It should be about a two dozen lines of Python with pyserial.

But surely your PC simulators don't have to use serial ports? They can communicate by named pipes, TCP/IP connects, or whatever.

Reply to
David Brown

I know.

I sometimes connect a simulator to a real device, so I need to use a real COM port.

Reply to
pozz

I sometimes need to connect a simulator to a real device, so I need to use COM port.

Reply to
pozz

If you intend to use a typical 14500 compatible UART on a PC, there are issues with Tx/Rx switching in half duplex multidrop RS-485.

Reply to
upsidedown

It is a /long/ time since I have used "real" UART devices on a PC. I almost invariably use FTDI chip's USB UART cables and converters. These have no problem with RS-485 direction switching - I've run them at 3 MB. (As usual, life is much easier with Linux than with Windows for such things - in particular, you have no messing about with drivers, and no run-away comms port numbering.)

Reply to
David Brown

Can you abstract it a bit in the code? Your simulator code could use pipes or network sockets, and you can have a single extra program that can act as a hub between these sockets and one real RS-485 serial port. It just seems inefficient to have lots of serial ports on a computer with null modem cables connecting them together.

Reply to
David Brown

Also, Exar make a USB-RS485 converter and drivers; I used these some years back to interface test code to a 485 bus.

Reply to
Dave Nadler

Should be 16450. Those do not have an interrupt when the last stop bit of the last character has actually shifted out of the UART shift register, only when he last character has been moved from the Tx FIFO to the shift register. It still takes a full character time before the character has actually been shifted out and the transmitter can be disabled and set to tri-state.

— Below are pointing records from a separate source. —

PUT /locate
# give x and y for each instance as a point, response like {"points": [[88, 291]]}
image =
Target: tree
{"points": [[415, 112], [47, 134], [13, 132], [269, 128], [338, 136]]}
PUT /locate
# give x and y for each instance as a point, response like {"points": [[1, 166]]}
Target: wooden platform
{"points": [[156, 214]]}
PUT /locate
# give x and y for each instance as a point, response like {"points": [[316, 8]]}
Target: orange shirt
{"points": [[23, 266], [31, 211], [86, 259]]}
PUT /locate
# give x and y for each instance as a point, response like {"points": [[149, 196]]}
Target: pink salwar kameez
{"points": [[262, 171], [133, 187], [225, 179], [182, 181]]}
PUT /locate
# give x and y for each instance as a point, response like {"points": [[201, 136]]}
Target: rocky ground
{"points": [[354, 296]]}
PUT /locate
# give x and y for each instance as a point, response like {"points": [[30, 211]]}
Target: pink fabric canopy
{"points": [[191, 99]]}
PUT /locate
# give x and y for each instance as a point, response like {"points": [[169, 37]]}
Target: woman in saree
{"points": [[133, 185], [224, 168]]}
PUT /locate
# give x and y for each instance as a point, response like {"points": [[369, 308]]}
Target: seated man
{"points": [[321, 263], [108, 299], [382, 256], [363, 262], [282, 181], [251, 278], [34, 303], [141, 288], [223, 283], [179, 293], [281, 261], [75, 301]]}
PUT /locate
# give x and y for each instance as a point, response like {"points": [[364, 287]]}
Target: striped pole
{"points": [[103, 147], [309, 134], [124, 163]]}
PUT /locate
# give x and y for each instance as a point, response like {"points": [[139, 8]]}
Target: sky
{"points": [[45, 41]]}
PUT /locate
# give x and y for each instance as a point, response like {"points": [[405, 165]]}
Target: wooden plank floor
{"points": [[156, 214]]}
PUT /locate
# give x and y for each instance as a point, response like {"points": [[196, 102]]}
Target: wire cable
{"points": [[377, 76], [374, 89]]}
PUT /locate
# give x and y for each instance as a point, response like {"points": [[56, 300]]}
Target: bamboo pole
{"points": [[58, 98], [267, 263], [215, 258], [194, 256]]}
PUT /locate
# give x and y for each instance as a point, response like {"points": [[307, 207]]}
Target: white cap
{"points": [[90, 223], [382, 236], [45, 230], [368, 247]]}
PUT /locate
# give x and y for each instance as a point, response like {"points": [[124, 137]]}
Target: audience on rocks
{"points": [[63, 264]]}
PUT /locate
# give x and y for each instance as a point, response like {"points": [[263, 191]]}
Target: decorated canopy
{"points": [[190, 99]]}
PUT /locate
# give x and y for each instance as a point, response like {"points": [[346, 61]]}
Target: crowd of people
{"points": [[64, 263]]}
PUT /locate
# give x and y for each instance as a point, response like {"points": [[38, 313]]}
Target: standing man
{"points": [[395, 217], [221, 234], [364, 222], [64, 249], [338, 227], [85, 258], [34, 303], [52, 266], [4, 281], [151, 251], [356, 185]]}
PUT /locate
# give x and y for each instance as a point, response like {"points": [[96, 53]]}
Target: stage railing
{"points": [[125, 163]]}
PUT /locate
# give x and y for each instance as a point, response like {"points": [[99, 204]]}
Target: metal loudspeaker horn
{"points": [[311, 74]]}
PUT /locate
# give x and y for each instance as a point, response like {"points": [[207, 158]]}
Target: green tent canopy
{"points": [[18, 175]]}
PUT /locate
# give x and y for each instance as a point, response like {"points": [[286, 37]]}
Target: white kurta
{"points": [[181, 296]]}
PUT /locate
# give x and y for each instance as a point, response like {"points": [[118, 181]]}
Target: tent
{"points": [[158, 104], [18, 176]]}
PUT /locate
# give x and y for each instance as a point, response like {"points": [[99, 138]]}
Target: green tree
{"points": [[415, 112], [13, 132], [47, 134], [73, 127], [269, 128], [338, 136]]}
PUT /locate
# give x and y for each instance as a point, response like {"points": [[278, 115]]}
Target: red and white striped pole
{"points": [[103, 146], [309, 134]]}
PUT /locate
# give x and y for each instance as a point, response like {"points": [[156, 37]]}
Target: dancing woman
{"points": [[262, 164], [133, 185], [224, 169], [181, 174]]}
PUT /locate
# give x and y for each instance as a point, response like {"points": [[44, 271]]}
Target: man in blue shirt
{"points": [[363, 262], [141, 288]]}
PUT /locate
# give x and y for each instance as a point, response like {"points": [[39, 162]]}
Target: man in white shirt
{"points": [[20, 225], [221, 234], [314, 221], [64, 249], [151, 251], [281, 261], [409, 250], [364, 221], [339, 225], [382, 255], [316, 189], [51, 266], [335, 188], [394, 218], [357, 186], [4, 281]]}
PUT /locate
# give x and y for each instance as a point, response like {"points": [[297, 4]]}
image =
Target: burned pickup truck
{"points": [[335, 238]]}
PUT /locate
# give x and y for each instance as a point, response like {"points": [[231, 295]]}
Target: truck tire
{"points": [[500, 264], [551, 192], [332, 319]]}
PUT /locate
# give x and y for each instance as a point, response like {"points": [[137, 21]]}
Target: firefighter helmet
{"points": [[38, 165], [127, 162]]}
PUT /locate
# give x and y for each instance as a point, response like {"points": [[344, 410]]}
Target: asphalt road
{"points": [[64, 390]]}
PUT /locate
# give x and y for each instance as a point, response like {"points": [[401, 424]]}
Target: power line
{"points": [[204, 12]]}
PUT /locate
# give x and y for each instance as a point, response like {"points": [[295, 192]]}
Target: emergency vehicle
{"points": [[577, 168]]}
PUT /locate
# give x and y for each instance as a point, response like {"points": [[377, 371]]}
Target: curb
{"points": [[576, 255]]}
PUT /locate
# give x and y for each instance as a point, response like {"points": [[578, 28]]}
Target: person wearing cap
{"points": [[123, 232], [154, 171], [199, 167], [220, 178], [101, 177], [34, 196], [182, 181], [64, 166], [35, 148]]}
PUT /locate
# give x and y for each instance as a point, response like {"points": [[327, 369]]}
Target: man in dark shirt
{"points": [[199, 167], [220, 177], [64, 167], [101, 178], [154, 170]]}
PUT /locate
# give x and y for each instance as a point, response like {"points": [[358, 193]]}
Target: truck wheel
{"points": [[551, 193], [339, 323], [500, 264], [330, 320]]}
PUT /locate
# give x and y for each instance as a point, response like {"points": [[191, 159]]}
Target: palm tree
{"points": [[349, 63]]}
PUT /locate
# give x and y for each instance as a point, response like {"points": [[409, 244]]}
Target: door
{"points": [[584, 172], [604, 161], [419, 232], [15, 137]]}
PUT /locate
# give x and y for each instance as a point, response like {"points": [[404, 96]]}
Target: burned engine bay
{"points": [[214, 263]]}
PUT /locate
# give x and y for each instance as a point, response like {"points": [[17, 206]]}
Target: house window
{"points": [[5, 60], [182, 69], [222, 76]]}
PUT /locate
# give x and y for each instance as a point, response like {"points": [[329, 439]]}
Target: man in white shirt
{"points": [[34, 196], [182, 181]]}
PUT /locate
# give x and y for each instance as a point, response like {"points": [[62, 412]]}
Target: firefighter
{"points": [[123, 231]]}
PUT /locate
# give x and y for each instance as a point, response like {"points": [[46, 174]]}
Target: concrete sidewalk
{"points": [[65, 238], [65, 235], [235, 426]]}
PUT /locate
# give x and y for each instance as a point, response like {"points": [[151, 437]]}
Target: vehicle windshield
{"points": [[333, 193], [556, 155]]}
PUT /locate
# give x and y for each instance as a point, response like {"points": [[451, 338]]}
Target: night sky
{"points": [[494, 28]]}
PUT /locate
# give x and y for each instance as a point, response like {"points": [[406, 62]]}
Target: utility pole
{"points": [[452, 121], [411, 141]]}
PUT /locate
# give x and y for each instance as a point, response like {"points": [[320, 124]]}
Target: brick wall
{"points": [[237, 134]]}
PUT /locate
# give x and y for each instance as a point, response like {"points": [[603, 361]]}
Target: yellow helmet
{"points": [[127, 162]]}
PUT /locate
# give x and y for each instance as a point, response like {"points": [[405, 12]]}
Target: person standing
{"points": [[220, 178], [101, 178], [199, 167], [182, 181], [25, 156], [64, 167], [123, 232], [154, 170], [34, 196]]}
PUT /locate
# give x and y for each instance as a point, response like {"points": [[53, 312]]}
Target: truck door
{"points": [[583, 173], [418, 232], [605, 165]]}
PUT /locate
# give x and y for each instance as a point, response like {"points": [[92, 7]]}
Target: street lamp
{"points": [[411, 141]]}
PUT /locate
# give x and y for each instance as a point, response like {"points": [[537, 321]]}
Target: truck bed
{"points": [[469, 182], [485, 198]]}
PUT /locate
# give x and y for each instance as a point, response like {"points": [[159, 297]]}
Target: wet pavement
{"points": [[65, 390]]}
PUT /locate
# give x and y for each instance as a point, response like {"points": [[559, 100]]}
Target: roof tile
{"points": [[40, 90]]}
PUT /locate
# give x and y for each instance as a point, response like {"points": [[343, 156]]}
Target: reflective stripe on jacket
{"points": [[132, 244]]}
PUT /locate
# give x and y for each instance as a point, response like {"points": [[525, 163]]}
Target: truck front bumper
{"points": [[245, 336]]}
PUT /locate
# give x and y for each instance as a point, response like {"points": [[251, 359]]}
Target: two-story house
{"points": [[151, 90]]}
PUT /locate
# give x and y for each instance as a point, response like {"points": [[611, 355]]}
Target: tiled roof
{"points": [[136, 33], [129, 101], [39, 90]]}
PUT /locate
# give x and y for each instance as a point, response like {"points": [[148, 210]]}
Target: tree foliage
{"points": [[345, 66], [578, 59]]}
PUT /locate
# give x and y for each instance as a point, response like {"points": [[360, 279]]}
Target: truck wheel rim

Some implementations put the Tx into tri-state some bit times too early and the last character is corrupted, typically having the last bits (most significant bits set eg. 0xFx, 0xEx etc due to 'fail safe' termination) . Others turn off the Tx too late, when the opposite end has already started to send the reply and the first character is lost or the whole message is garbled (start bit missing).

I once tried some USB to serial converters, one crashed the Windows.

An other mixed the enumeration when two or more such converters were plugged into USB ports in different order, sending communication to wrong serial lines with potentially lethal consequences.

These days I prefer ethernet to serial converters with proper Rx/Tx hardware switching. These work fine and you get 100 m range and galvanic isolation for 'free'.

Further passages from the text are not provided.